O projeto “Prevendo risco de doenças cardíacas com Machine Learning” da Asimov Academy busca oferecer resultados como: 

  • Precisão na identificação de pacientes em risco; 
  • Redução da incidência de doenças cardíacas; 
  • Automatização do processo de triagem; 
  • Diagnóstico com mais precisão.

Esses resultados permitem que os profissionais se concentrem em casos que realmente necessitam de atenção imediata. Por fim, também educa médicos e profissionais da saúde sobre como utilizar essas ferramentas de IA em suas práticas diárias.

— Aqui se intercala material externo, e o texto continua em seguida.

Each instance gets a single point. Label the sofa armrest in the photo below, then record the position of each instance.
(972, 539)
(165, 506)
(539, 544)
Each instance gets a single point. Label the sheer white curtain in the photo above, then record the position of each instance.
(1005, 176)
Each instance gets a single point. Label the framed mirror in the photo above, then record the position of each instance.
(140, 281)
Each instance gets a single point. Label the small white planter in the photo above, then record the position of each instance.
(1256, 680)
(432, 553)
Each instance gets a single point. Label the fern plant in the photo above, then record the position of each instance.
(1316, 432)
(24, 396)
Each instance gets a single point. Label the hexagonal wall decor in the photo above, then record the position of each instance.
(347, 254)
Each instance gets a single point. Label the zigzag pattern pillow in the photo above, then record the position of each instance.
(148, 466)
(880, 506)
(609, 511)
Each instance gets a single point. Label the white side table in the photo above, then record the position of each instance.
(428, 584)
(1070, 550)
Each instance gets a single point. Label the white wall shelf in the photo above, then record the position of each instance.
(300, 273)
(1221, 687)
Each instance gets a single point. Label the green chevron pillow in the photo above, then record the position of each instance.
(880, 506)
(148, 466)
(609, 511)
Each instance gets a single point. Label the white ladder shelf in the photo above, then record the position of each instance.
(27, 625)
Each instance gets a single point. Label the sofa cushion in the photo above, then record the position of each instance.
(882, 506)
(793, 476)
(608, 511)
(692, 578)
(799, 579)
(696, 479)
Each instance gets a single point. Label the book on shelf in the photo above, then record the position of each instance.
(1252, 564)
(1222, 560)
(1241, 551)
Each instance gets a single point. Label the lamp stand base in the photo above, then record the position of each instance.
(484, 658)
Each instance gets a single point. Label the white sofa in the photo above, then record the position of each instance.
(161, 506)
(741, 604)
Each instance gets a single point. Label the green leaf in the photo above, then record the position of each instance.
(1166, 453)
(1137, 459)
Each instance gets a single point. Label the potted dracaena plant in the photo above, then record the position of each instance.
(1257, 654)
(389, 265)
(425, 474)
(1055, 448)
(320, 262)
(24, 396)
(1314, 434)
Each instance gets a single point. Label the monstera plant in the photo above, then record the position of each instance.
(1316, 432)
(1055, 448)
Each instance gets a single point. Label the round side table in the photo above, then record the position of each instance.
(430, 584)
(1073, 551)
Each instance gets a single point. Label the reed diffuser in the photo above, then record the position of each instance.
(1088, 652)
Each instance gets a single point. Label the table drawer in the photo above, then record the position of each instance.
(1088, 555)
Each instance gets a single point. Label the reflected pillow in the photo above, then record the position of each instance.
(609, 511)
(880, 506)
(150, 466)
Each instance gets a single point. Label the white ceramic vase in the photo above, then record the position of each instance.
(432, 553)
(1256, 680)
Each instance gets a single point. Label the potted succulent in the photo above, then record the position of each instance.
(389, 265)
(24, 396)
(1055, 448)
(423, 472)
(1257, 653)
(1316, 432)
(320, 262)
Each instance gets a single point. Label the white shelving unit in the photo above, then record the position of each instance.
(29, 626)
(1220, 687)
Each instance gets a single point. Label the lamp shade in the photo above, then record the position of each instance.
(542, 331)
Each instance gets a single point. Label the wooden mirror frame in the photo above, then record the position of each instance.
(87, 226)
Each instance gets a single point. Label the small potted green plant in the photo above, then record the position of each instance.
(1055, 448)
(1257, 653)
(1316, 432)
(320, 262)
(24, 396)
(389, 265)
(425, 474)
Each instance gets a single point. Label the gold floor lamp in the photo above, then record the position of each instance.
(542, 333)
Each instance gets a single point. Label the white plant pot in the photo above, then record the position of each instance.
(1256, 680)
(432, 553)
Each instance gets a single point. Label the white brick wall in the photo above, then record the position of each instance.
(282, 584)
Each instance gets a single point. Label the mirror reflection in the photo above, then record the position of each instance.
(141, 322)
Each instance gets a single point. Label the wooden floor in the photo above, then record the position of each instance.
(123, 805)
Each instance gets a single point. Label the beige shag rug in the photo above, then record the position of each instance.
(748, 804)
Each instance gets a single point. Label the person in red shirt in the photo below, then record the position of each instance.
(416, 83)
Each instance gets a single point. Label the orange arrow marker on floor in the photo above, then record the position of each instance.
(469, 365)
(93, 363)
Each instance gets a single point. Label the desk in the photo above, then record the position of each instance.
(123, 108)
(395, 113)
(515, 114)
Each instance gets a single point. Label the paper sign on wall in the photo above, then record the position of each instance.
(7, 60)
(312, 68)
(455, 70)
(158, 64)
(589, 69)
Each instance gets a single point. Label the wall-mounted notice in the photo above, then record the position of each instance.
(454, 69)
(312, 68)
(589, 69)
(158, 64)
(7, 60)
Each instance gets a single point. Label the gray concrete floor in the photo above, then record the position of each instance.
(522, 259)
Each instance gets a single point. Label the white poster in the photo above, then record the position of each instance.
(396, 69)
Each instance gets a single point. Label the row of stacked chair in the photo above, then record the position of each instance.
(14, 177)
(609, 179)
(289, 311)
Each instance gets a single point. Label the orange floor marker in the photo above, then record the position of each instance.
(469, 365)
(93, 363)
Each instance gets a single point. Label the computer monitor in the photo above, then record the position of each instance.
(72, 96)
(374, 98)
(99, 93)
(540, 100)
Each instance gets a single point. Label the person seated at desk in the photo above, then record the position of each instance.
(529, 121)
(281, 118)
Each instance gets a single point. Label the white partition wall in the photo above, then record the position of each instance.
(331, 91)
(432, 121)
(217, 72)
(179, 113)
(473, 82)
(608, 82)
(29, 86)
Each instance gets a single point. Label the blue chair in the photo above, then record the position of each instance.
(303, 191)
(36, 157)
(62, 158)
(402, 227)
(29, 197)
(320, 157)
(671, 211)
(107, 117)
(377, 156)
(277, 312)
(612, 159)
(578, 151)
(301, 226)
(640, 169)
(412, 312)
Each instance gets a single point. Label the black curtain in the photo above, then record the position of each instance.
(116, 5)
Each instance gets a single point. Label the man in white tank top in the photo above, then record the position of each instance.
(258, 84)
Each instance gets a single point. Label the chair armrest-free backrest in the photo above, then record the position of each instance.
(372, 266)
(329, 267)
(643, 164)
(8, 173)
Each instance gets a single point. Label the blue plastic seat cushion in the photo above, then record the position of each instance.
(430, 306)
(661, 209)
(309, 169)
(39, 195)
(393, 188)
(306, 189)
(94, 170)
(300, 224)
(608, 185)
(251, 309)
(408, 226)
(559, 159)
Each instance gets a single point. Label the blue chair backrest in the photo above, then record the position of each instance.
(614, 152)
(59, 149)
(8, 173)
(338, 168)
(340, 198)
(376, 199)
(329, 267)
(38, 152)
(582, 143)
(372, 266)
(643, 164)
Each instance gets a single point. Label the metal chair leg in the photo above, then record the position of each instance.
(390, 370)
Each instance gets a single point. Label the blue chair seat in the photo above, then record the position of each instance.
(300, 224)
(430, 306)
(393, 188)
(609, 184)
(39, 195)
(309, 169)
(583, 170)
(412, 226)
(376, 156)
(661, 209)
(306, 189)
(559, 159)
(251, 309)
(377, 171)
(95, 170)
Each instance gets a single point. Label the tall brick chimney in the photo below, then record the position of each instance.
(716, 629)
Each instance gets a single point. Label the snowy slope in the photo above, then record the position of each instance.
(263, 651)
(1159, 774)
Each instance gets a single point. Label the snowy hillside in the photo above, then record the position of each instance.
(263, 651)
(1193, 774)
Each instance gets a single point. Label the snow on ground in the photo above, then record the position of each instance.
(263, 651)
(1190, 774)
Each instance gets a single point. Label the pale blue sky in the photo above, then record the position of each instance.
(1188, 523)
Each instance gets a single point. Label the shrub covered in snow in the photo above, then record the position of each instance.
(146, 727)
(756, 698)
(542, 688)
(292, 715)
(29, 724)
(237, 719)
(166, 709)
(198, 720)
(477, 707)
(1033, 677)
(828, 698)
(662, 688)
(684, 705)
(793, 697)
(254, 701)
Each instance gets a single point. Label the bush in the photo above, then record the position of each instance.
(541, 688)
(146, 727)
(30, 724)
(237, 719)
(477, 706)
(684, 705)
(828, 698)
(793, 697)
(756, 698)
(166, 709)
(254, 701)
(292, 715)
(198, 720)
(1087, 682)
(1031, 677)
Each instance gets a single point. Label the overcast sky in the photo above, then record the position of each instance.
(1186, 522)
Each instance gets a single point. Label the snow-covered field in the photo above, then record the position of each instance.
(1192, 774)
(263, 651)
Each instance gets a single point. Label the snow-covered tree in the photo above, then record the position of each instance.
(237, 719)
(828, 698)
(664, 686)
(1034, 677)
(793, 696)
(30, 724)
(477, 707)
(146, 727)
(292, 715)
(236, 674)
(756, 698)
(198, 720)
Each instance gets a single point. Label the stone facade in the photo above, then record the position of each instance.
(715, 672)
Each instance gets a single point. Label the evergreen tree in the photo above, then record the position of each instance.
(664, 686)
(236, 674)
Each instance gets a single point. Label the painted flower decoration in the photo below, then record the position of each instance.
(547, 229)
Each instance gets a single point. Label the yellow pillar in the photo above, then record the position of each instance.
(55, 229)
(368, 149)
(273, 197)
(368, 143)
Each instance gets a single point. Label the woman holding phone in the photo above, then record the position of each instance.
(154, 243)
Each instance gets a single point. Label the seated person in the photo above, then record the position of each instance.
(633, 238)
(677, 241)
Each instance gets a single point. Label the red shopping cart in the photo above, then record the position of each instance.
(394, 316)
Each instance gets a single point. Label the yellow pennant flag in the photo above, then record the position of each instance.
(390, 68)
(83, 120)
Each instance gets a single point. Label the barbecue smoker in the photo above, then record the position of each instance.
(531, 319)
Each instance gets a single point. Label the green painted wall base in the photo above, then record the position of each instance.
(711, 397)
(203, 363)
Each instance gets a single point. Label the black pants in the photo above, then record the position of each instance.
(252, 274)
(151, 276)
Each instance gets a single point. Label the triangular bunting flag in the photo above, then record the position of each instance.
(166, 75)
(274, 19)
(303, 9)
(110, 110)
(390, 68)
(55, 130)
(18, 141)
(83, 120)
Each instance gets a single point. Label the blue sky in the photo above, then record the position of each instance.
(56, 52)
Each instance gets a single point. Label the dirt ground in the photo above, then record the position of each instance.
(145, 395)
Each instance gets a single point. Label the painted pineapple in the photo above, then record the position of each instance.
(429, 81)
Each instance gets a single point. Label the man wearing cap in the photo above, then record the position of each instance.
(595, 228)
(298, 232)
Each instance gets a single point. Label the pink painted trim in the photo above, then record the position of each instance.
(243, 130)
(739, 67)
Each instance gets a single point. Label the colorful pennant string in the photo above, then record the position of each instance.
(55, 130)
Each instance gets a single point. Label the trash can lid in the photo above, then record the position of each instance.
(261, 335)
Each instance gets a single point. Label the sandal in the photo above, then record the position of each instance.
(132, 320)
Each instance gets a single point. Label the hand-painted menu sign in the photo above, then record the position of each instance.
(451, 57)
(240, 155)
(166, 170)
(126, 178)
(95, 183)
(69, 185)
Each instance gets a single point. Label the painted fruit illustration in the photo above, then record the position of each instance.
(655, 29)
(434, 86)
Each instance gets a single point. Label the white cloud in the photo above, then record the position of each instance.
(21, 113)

A Asimov Academy oferece uma trilha completa de aprendizado em programação Python com ênfase em dados. Este projeto faz parte da Trilha Data Science e Machine Learning, à qual os alunos da Asimov têm acesso. Com esta trilha, profissionais da saúde podem se capacitar em áreas como data science, machine learning e inteligência artificial.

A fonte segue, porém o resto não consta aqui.